Deze stad was in de 12e eeuw de hoofdstad van Noorwegen onder Sigurd I van Noorwegen. Na de Vrede van Roskilde werd het in de 17e eeuw terug Zweeds grondgebied. Het 700 jaar oude Bohus fästning is Scandinavisch erfgoed. In dit fort trouwde in de 14e eeuw koningin Blanche met koning Magnus Eriksson. Deze burcht werd 14 maal belegerd zowel door Deense, Noorse als Zweedse troepen maar werd nooit veroverd.
De zwaarste belegering vond plaats in de 17e eeuw toen 15.000 Denen en Noren de burcht gedurende twee maanden belegerden. De Zweden hielden stand en overwonnen, maar het fort was zwaar beschadigd.
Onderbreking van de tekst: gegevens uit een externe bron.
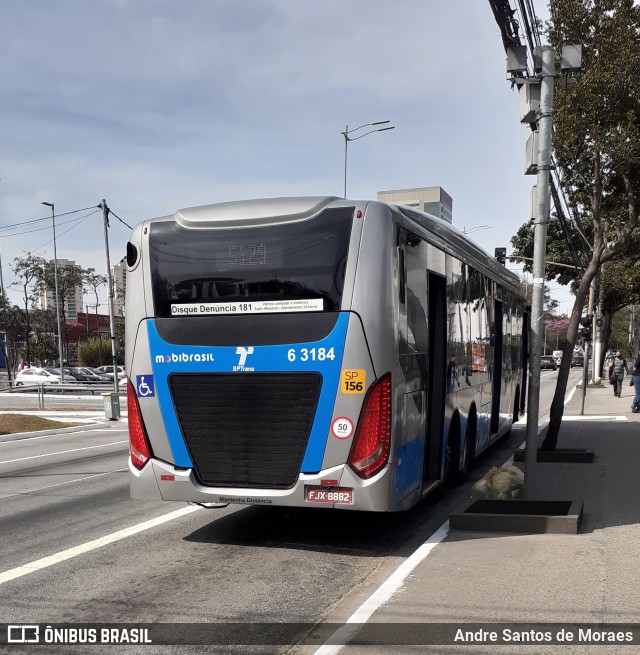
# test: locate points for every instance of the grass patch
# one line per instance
(13, 423)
Het diende dan nog enige tijd als gevangenis. De bekendste gevangene hier was Thomas Leopold, een martelaar van de piëtismebeweging, die 42 jaar gevangen zat voor zijn overtuiging, waarvan 32 jaar in Bohus fästning. De burcht is al twee eeuwen een ruïne. In 1789 besliste de koning dat het fort mocht afgebroken worden omdat het niet meer paste in de verdedigingsstrategie van het land. De stad Kungälv gebruikte veel stenen uit de ruïne om er gebouwen en muren in de stad mee op te trekken. De volgende koning besliste begin 19e eeuw dat de afbraak moest stopgezet worden en dat de burcht moest gerestaureerd worden.